Getting Started Workflow

For new agent system development:

  1. Validate need for agents - Can this be solved with a single LLM call?
  2. Choose framework - Use decision tree above
  3. Estimate costs - Run cost-estimator.py with expected workflow
  4. Implement with observability - Enable logging/tracing from start
  5. Test for loops - Use agent-debugger.py on traces
  6. Set hard limits - max_iterations, budgets, timeouts
  7. Monitor in production - Track costs, errors, performance

Framework-Specific Quick References

CrewAI Essentials

  • Agents need: role, goal, backstory, tools
  • Tasks need: description, expected_output, agent
  • Processes: Sequential (linear) or Hierarchical (manager delegates)
  • Limit: 2-5 agents per crew

LangChain Essentials

  • Always set max_iterations on AgentExecutor
  • Use LCEL for chain composition: prompt | model | parser
  • Enable LangSmith for production: LANGCHAIN_TRACING_V2=true
  • RAG: Use RetrievalQA or ConversationalRetrievalChain

AutoGen Essentials

  • UserProxyAgent executes code, AssistantAgent generates it
  • Always use Docker in production: use_docker=True
  • GroupChat needs max_round limit
  • Human input modes: NEVER (autonomous), TERMINATE (confirm end), ALWAYS (every step)

LangGraph Essentials

  • Define state, nodes (functions), and edges (transitions)
  • Use conditional edges for branching logic
  • Supports cycles (retries, loops)
  • Requires StateGraph setup and compilation

Summary

Multi-agent systems add complexity.
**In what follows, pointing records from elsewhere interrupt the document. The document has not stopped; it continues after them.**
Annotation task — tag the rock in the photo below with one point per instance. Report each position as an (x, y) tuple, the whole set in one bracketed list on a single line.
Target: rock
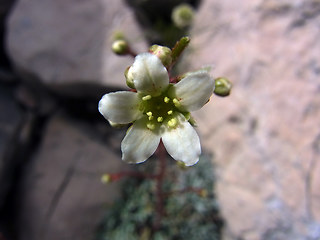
[(265, 136), (61, 195), (10, 123), (67, 44)]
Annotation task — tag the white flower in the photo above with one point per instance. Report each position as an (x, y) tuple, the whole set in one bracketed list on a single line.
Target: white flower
[(158, 110)]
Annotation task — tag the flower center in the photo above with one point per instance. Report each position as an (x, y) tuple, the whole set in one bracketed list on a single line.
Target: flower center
[(160, 110)]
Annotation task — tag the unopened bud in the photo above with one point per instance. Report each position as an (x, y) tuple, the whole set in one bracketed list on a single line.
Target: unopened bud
[(182, 15), (182, 165), (120, 47), (163, 53), (117, 125), (203, 193), (129, 78), (222, 87), (106, 178)]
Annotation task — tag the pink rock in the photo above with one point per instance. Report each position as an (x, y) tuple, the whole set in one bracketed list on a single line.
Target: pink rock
[(265, 136)]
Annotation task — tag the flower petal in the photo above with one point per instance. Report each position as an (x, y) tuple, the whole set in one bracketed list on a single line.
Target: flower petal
[(193, 91), (139, 143), (120, 107), (149, 74), (182, 142)]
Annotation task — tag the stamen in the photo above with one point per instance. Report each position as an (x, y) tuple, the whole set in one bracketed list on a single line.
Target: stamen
[(150, 117), (147, 97), (173, 122), (176, 102), (151, 126)]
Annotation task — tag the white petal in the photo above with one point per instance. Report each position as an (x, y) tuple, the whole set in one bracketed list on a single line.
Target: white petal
[(193, 91), (149, 74), (182, 142), (120, 107), (139, 143)]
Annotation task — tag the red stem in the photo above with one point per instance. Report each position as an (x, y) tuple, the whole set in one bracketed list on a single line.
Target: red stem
[(159, 185)]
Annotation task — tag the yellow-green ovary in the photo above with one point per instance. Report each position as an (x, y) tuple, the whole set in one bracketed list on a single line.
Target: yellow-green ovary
[(159, 110)]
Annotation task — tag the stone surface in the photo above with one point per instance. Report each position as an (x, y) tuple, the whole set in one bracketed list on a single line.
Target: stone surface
[(61, 194), (10, 123), (265, 136), (67, 43)]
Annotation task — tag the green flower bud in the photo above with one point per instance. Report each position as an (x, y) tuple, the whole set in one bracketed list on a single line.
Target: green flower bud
[(163, 53), (222, 87), (120, 47), (129, 78), (182, 15)]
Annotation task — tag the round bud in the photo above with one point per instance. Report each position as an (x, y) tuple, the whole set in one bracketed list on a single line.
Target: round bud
[(106, 178), (120, 47), (222, 87), (182, 15), (129, 78), (163, 53)]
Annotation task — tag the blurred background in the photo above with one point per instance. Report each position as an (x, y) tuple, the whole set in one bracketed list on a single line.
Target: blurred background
[(56, 63)]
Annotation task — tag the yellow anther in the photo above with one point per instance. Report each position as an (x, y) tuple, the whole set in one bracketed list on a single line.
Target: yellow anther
[(106, 178), (147, 97), (149, 114), (176, 102), (166, 99), (151, 126), (173, 122)]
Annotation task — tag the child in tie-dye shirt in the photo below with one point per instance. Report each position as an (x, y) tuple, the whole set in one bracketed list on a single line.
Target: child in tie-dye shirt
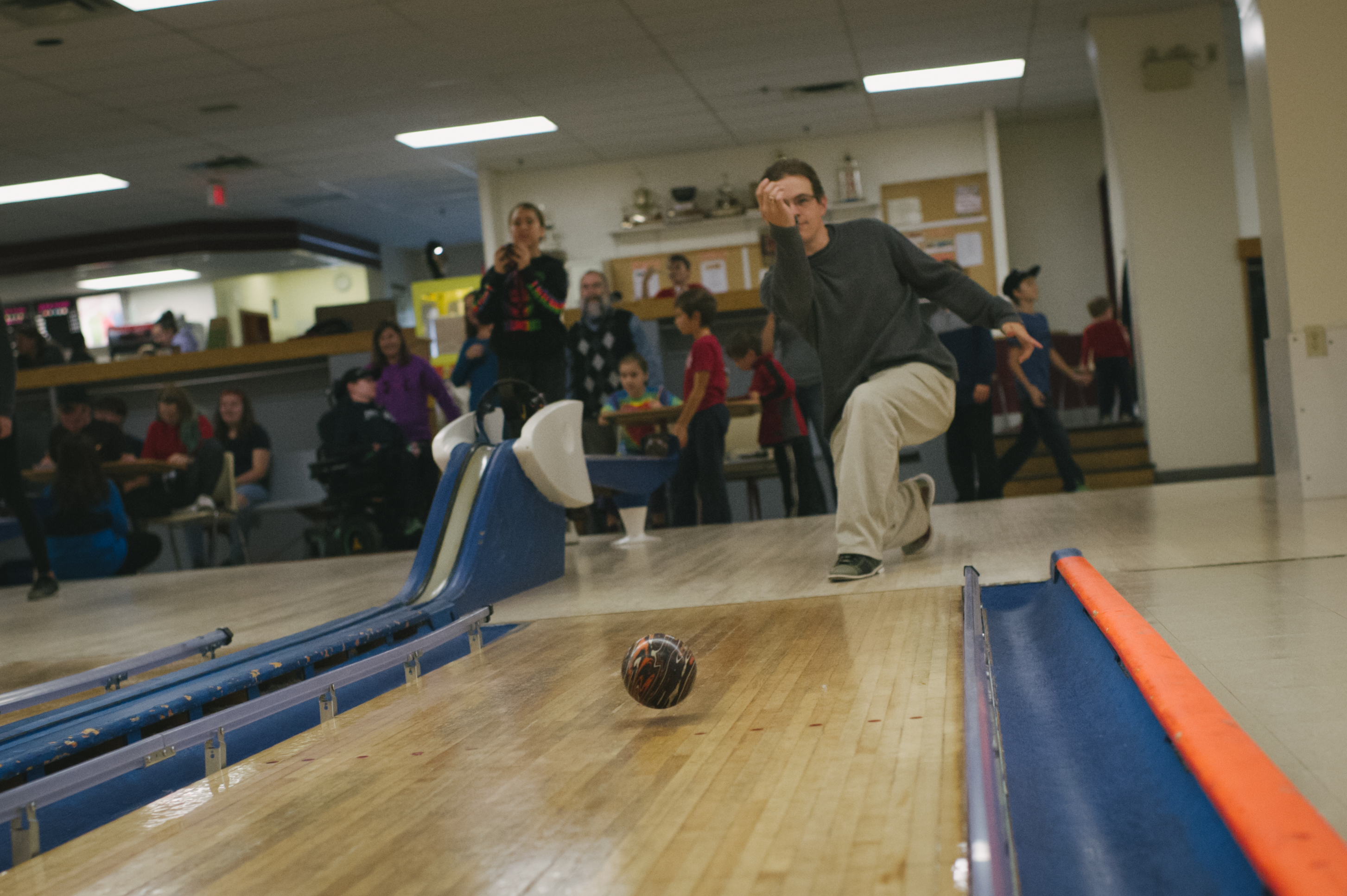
[(634, 396)]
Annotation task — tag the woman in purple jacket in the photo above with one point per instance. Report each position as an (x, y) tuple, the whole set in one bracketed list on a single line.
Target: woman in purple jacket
[(406, 381)]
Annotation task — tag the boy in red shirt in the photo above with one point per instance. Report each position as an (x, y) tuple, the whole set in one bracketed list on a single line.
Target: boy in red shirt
[(782, 426), (1108, 352), (702, 426)]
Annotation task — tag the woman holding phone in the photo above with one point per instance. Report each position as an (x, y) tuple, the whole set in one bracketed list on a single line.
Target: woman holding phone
[(523, 295)]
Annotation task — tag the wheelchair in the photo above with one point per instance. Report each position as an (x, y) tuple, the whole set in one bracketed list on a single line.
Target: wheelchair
[(359, 517)]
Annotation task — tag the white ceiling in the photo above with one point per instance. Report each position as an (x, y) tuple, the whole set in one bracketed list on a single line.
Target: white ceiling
[(324, 85)]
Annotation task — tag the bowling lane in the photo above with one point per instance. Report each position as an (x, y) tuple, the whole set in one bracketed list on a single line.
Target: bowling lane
[(1227, 521), (821, 751), (91, 623)]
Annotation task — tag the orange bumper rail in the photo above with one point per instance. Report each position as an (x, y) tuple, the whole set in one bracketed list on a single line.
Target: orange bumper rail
[(1288, 843)]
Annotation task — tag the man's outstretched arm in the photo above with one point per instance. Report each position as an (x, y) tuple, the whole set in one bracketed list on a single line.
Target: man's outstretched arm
[(788, 287)]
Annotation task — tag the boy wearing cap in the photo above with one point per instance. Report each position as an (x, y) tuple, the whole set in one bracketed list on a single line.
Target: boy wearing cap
[(1035, 388), (853, 291)]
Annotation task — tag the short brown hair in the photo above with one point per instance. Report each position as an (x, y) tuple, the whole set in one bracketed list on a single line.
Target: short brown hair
[(697, 302), (743, 342), (174, 395), (527, 206), (798, 169)]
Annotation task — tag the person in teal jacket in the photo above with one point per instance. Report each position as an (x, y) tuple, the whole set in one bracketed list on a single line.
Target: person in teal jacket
[(88, 532)]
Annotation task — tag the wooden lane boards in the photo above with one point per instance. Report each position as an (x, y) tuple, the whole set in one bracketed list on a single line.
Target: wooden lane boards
[(821, 751)]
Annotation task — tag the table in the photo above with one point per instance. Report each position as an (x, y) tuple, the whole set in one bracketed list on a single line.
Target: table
[(663, 416), (118, 470)]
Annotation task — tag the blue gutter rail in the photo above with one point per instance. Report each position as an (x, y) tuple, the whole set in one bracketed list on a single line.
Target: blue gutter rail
[(1099, 800), (114, 675), (22, 804), (515, 540)]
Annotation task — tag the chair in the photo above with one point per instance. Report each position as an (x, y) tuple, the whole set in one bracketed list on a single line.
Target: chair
[(224, 511)]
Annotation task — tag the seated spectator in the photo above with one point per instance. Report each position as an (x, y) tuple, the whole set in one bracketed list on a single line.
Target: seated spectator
[(407, 384), (79, 350), (88, 532), (782, 426), (680, 275), (75, 415), (167, 334), (186, 441), (114, 411), (34, 350), (243, 436), (476, 362), (635, 396), (360, 429)]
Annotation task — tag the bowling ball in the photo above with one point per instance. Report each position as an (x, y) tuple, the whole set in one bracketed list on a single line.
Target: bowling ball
[(659, 672)]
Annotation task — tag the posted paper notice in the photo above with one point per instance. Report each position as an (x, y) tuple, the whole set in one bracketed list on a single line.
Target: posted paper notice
[(967, 249), (716, 275)]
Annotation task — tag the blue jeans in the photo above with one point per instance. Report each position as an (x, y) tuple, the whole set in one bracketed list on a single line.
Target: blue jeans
[(256, 494)]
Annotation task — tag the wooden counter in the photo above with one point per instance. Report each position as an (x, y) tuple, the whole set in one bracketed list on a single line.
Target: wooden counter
[(663, 309), (173, 366)]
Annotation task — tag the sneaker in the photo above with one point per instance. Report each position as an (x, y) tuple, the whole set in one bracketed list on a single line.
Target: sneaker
[(851, 567), (45, 587), (926, 485)]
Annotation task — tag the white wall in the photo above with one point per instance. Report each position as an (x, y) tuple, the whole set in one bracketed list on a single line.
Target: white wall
[(1051, 174), (585, 203), (194, 302), (1246, 185), (1296, 78), (295, 295), (1176, 170)]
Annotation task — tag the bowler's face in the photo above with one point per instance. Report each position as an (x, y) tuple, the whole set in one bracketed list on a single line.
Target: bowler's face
[(801, 202)]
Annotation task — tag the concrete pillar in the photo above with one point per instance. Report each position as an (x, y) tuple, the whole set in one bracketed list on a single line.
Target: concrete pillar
[(1297, 80), (1171, 152), (1000, 246)]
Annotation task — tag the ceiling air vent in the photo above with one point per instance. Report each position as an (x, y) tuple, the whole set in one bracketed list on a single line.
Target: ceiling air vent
[(824, 89), (54, 13), (225, 163), (304, 202)]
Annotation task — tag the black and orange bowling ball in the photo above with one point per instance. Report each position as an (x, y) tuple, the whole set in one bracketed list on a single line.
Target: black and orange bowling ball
[(659, 672)]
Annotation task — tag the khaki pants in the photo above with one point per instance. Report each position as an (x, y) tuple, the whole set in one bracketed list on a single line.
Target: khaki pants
[(897, 407)]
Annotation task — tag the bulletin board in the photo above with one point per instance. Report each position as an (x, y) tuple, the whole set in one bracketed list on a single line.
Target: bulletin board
[(720, 270), (947, 218)]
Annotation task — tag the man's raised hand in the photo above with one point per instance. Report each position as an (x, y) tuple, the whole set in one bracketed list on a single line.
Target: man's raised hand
[(1027, 342), (772, 203)]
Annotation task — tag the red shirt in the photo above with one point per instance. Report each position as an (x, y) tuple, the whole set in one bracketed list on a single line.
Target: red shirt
[(1106, 340), (782, 419), (162, 442), (706, 356)]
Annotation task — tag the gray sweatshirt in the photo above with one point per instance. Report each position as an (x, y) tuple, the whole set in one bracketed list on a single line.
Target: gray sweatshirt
[(856, 301)]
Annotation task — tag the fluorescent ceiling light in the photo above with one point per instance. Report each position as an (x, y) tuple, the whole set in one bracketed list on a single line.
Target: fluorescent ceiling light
[(140, 6), (472, 133), (127, 282), (940, 77), (60, 188)]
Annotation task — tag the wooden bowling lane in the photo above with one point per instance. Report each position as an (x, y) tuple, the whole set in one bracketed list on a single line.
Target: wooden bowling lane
[(103, 621), (820, 752)]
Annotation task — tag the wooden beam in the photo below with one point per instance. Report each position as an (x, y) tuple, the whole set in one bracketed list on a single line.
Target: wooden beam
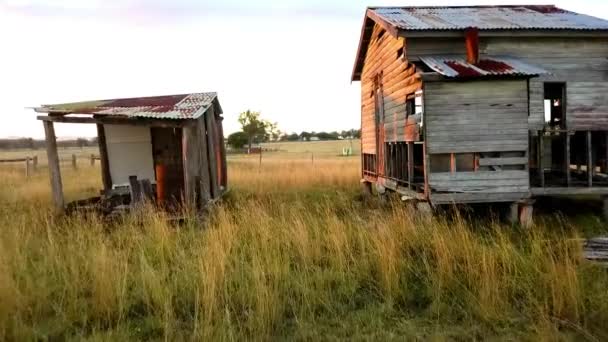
[(203, 162), (115, 120), (567, 158), (541, 149), (606, 152), (106, 177), (410, 165), (190, 164), (223, 153), (589, 149), (551, 191), (54, 169), (211, 141)]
Use this skill to:

✅ Make informed framework selections ✅ Design effective agent architectures ✅ Avoid common pitfalls (loops, runaway costs) ✅ Implement production-ready observability ✅ Recognize when agents are overkill

Prioritize simplicity. Start with the minimum viable agent system. Add complexity only when justified by concrete benefits.